У меня в доме Джулии очень понравился лифт и вовсе не
понравилась женщина средних лет с пуделем под мышкой, которая
как уставилась на нашу одежду, так и не отводила глаз, пока мы
не вышли. Ключ у меня был запрятан за притолоку, там, где она
слегка отошла от стены. Я выскреб его оттуда при помощи
сложенной в несколько раз полоски бумаги, открыл дверь и
жестом предложил Джулии войти первой. Как только она
переступила порог, я щелкнул выключателем, и - для меня это
теперь было почти так же внове, как для нее, - в комнате
зажегся свет.
С улыбкой восхищения, совершенно ребяческой, Джулия раза
три перевела взгляд с люстры на выключатель и обратно. Потом
глазами попросила у меня разрешения и осторожно нажала на
выключатель двумя пальчиками. Свет погас.
- Как удивительно, - пробормотала она, глядя на люстру. - В
любой момент чистый, яркий свет. И как просто...
Она еще раз щелкнула выключателем, зажигая люстру.

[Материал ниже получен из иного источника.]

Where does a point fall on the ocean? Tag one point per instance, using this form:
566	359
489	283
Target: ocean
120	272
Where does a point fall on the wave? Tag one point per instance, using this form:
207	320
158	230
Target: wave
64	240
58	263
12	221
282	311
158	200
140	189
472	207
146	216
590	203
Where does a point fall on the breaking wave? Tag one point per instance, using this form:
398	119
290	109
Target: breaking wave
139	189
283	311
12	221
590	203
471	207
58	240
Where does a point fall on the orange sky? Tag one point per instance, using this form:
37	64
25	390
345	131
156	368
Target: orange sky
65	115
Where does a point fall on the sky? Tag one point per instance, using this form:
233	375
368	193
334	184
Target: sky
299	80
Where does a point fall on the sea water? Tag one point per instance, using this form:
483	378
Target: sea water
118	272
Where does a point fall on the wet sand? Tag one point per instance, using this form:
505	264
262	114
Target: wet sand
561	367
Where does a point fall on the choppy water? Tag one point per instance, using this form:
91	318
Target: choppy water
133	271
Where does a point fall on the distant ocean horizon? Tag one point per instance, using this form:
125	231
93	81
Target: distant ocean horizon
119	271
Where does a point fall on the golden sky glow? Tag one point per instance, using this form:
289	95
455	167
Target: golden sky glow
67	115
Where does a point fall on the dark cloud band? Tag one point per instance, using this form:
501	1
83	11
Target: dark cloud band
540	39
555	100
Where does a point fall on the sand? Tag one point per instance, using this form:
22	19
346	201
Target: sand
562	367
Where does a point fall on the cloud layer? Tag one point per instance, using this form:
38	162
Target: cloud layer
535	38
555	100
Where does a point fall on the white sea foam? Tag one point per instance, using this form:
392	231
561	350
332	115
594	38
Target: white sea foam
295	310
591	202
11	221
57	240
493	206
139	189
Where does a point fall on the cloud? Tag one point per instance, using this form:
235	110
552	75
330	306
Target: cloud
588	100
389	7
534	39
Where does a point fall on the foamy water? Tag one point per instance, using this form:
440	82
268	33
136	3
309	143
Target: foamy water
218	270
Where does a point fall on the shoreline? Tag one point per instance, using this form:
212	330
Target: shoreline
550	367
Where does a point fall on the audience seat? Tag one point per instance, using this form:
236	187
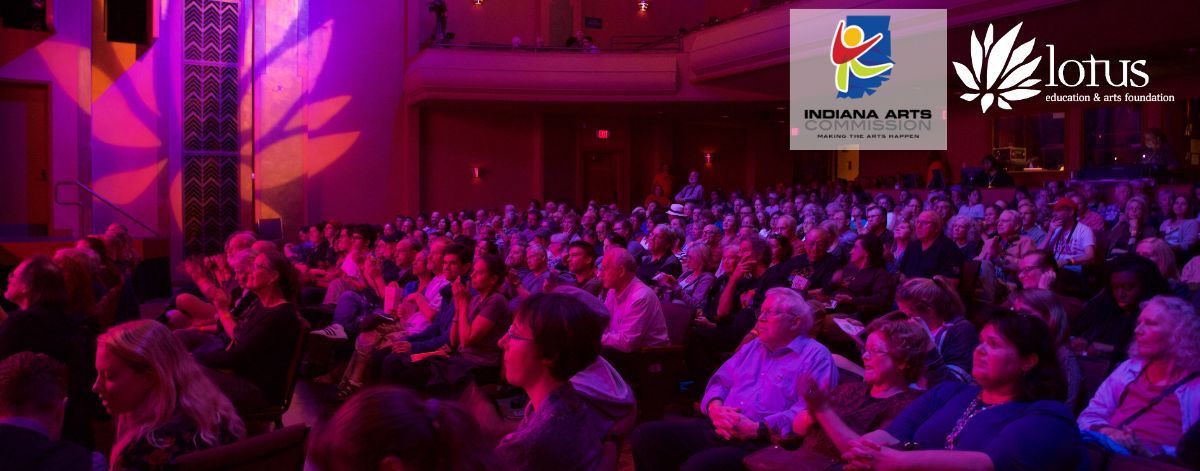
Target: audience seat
274	413
659	369
610	457
1095	370
281	449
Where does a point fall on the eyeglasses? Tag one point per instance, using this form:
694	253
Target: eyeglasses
513	335
763	315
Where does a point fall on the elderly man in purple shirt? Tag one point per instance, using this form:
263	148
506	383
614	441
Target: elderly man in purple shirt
751	397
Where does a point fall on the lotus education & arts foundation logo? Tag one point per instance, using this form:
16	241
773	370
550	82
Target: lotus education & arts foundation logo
861	53
999	73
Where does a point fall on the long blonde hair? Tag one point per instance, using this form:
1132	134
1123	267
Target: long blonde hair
180	387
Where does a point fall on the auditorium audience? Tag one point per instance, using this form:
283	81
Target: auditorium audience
930	254
1132	227
252	370
1180	226
864	286
893	361
1146	405
693	288
751	398
1044	304
33	405
553	338
935	304
1014	418
429	305
390	428
163	403
1107	325
42	325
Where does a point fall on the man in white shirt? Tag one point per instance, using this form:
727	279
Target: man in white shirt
637	319
1072	244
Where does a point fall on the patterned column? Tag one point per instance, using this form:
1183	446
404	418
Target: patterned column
211	196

- А я предпочитаю газовый свет, - заметил я, но ей это
показалось настолько невероятным, что она не удостоила меня
ответом.
Не в силах отвести глаз от лампочек, она надавила на
выключатель - свет погас. Я достал деньги из-под бумаги,
устилавшей дно ящика в туалетном столике, спустился вниз,
расплатился с шофером и вернулся, а Джулия все стояла,
восхищенная, зачарованная, включая и выключая свет, включая и
выключая...
Я помог ей снять пальто и повесил его вместе с капором и
муфтой в шкаф. Джулия поправила волосы, и над нами на
мгновение нависла взаимная неловкость. По-моему, ей показалось
неприличным снять пальто и шляпу, оставшись со мной наедине у
меня в квартире, во всяком случае ей показалось бы это, будь
обстоятельства хоть немного более обычными. Чтобы скрыть
смущение, она принялась рассматривать диван и прочую
обстановку моей меблированной квартиры - впрочем, интерес ее
был в достаточной мере искренним, поскольку мебели такого
фасона она не встречала. Она даже задала один-два вопроса,
потом отошла к окнам - я за ней следом - и выглянула на
Лексингтон-авеню, не уставая поражаться тому, что видит.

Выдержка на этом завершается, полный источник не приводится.